Trump's team denied the claims. “I can definitively say the president is not a liar,” White House Deputy Press Secretary Sarah Huckabee Sanders said. 

Trump’s personal attorney Marc Kasowitz directly disputed the account of the Flynn discussion and the former FBI official’s claim that Trump demanded loyalty from him.

At the same time, Comey told lawmakers that Trump did not ask him to end the Russia investigation as a whole -- a key piece of testimony that Kasowitz seemed to flag when he said Comey affirmed Trump never sought to "impede" the probe. 

“Not to my understanding, no," Comey testified, when asked by Burr whether Trump tried to get him to end the investigation. He also said he could not say whether Trump's conversations with him amounted to obstruction of justice. 

Asked again if Trump engaged in obstruction of justice, Comey said, “I don’t know. That’s Bob Mueller’s job to sort that out.”

The Justice Department appointed Mueller, a former FBI director, as special counsel in mid-May to oversee the investigation into Trump’s campaign and Russia. 

Comey didn't reserve his criticism just for Trump. He also took a shot at former Attorney General Loretta Lynch, revealing she had told him to describe the Clinton email probe as a "matter," not an investigation. He suggested she was trying to align the DOJ's comments with those of the Clinton campaign. 

Comey had not spoken publicly since his dismissal on May 9. He was four years into a 10-year term when Trump fired him. The timing fueled claims that Trump was trying to kill the investigation into Russia and obstruct justice.

Comey was asked Thursday why he thought Trump fired him. The former FBI director said he didn’t know for sure but added, “I take the president at his word that I was fired because of the Russia investigation.” Comey was referring to an interview Trump had given NBC News in which he contradicted the narrative his aides had floated as to why Comey was let go.

Comey later added he believed he was fired to “change the way the Russia investigation was being conducted.”

Surprisingly, Comey also admitted he helped orchestrate a media leak of his private conversations with Trump because he thought that by doing so, it would put pressure on the administration and result in the appointment of a special counsel.

The public got its first glimpse of Comey's side of the story Wednesday after the Senate committee released his written statement. The seven-page statement provided details about uncomfortable conversations and silent standoffs between the former FBI director and Trump.

Comey not only laid out details about the Russia investigation but also took aim at Trump’s preoccupation with having his name publicly cleared as well as the president asking him to drop the investigation into former national security adviser Flynn.
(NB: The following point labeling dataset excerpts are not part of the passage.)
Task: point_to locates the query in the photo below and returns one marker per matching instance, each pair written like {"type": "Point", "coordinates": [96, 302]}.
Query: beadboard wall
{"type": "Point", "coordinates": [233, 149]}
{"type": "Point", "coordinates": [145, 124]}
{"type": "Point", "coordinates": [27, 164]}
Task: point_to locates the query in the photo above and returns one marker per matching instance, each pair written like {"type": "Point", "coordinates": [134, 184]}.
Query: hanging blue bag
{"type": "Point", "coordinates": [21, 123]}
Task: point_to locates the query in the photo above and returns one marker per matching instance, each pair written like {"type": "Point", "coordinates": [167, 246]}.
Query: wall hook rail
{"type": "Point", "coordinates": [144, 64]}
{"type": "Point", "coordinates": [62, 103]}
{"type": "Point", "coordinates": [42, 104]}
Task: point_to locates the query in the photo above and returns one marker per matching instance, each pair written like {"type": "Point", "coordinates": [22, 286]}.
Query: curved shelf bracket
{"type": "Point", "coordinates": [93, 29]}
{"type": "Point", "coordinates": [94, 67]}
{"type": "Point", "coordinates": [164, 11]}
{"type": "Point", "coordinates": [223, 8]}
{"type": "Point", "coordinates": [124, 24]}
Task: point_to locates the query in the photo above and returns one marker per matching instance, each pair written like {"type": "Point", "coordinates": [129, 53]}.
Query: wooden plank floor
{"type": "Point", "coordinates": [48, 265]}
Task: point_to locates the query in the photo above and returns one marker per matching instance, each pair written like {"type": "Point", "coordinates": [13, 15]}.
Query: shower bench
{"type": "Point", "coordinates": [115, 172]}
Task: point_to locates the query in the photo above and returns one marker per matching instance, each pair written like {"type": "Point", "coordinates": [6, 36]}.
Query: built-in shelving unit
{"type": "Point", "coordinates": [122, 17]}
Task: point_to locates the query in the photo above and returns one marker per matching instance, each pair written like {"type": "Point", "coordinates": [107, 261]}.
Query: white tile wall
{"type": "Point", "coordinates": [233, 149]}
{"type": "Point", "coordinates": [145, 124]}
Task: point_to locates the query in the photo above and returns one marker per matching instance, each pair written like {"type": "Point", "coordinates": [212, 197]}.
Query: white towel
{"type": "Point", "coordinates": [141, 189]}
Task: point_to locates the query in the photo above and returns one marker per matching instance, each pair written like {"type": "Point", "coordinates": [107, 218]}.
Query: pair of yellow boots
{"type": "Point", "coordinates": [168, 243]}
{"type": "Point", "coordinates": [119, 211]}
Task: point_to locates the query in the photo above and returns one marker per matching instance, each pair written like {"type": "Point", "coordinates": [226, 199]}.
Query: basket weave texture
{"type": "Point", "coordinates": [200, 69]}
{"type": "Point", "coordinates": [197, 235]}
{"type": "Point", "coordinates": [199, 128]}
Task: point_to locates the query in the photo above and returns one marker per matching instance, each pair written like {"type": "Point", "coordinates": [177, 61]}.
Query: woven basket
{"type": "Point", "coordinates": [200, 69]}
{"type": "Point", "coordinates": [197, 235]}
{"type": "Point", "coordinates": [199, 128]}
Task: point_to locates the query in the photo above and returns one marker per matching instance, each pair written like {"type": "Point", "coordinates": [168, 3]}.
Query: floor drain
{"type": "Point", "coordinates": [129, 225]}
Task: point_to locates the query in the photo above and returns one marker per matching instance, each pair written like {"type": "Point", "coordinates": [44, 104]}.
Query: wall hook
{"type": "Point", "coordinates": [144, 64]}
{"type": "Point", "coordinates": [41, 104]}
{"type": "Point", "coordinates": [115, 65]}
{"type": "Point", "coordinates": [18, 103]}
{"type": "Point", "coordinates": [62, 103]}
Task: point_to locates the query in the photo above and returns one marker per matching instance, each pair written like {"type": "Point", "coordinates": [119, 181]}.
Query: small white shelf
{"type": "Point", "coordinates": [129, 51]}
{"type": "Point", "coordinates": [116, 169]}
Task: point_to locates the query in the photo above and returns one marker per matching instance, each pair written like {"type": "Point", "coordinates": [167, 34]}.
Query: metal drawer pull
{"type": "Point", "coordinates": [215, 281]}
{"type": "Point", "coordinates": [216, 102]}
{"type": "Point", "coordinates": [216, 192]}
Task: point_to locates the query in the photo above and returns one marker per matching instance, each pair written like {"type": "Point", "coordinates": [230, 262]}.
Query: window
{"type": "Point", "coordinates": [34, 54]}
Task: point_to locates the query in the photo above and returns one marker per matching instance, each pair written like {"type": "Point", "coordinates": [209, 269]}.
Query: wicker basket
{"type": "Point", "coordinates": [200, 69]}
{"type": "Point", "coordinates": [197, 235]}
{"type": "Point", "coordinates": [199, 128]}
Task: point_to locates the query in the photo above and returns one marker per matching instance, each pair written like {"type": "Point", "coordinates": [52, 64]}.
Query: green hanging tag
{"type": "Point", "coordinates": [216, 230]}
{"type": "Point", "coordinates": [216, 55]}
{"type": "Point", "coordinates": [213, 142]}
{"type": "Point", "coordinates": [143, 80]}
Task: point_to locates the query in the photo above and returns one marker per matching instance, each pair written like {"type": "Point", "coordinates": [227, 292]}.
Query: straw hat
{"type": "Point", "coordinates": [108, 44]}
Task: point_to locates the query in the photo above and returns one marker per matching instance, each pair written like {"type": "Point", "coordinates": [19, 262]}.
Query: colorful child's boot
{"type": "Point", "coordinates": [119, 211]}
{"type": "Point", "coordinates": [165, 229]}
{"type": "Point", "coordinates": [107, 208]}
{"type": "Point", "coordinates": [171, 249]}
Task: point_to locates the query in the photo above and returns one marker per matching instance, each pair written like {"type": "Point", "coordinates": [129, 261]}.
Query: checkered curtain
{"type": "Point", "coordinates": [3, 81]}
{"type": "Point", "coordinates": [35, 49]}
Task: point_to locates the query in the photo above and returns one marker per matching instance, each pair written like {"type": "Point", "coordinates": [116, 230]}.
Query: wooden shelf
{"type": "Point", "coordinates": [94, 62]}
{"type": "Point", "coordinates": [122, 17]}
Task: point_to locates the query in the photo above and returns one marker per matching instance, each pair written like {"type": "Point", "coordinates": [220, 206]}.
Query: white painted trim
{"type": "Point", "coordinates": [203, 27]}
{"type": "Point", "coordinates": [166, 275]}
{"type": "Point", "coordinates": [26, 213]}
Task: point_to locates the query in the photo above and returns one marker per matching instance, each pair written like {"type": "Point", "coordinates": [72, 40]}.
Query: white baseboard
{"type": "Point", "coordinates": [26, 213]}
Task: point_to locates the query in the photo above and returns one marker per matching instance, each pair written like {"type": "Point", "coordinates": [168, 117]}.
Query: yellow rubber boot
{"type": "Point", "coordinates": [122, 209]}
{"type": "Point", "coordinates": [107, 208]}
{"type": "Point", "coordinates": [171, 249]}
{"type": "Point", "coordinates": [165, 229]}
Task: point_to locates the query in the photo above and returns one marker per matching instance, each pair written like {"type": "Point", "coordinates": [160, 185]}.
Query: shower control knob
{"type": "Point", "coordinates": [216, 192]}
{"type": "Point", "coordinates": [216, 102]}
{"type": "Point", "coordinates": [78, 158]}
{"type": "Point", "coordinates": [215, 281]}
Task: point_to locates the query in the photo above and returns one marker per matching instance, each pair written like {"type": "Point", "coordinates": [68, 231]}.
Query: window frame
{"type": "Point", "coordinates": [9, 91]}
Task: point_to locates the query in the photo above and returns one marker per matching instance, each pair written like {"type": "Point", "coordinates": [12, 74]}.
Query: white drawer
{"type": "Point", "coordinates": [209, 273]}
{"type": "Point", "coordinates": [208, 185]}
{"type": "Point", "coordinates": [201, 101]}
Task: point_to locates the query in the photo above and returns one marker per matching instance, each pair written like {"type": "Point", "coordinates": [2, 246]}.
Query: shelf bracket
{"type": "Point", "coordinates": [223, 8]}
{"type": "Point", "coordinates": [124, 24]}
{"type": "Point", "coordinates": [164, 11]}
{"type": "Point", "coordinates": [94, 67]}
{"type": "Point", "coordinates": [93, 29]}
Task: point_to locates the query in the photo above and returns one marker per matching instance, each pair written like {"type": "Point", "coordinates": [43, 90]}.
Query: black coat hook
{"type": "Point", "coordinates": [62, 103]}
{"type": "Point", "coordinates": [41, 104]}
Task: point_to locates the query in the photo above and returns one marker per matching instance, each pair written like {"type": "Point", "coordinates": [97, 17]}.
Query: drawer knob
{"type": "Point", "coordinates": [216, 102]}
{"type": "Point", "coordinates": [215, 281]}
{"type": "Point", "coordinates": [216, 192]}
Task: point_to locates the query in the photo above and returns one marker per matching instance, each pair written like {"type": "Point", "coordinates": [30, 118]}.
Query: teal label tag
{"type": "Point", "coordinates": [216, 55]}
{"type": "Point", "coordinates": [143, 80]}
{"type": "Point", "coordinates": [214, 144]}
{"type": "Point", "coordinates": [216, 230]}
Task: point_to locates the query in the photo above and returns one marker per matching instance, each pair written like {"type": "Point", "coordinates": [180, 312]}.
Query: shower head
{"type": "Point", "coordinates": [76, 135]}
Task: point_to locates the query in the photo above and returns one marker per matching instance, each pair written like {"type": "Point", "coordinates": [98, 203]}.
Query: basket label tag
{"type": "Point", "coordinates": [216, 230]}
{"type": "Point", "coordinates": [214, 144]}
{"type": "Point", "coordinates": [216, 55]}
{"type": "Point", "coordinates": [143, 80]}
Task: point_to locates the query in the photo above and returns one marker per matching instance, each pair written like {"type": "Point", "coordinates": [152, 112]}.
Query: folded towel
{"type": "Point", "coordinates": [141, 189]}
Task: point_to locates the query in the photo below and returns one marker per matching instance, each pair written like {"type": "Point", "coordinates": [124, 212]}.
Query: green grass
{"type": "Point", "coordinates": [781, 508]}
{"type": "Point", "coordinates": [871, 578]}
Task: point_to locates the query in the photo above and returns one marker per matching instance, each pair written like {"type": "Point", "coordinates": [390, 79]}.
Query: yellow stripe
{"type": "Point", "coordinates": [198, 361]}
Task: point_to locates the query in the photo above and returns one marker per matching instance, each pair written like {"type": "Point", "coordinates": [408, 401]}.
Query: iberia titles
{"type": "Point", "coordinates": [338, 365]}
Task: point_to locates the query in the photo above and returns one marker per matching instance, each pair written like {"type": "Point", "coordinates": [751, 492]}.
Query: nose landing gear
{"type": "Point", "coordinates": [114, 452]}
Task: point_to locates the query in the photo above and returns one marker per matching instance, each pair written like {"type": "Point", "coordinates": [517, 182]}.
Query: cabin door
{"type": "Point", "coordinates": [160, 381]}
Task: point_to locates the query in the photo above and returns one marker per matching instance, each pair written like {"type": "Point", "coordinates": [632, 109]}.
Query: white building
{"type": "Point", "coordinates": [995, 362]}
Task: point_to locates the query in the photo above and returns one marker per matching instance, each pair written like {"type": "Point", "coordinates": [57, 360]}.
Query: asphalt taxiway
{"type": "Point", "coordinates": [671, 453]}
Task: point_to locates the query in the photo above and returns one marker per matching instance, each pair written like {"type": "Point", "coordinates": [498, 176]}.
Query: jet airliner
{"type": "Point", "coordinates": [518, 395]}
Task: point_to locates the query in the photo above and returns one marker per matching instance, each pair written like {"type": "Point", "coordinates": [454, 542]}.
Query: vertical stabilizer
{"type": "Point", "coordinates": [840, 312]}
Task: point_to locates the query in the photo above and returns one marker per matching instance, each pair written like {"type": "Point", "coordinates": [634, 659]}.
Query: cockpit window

Comey claimed the conversations became so awkward that he took steps to avoid any one-on-one time with Trump.

Comey said he spoke directly with Trump a total of nine times -- three in person and six over the phone. According to his written testimony, Comey “felt compelled” to keep a detailed log after each conversation, something he hadn’t done with former President Barack Obama.

Comey's dramatic statement detailed five separate exchanges he had with Trump, beginning with a meeting at Trump Tower in New York before Trump was sworn in as president. That briefing focused on the investigation into Russia’s election meddling as well as lascivious claims Trump had been involved with prostitutes in 2012 – a claim the White House has strongly denied.

The second meeting took place Jan. 27 at the White House. According to Comey, during a one-on-one dinner, Trump asked him if he wanted to keep his job – a question that the former FBI director found strange because in two prior conversations he had had with Trump, Comey assured him he intended to stay. 

At that same dinner, Comey says Trump demanded loyalty from him.

“I need loyalty. I expect loyalty,” Comey recalled Trump saying.

During a Feb. 14 face-to-face meeting at the White House, Comey said Trump asked him to drop the FBI investigations into Flynn.  Comey said the president told him: "'I hope you can see your way clear to letting this go, to letting Flynn go. He is a good guy. I hope you can let this go."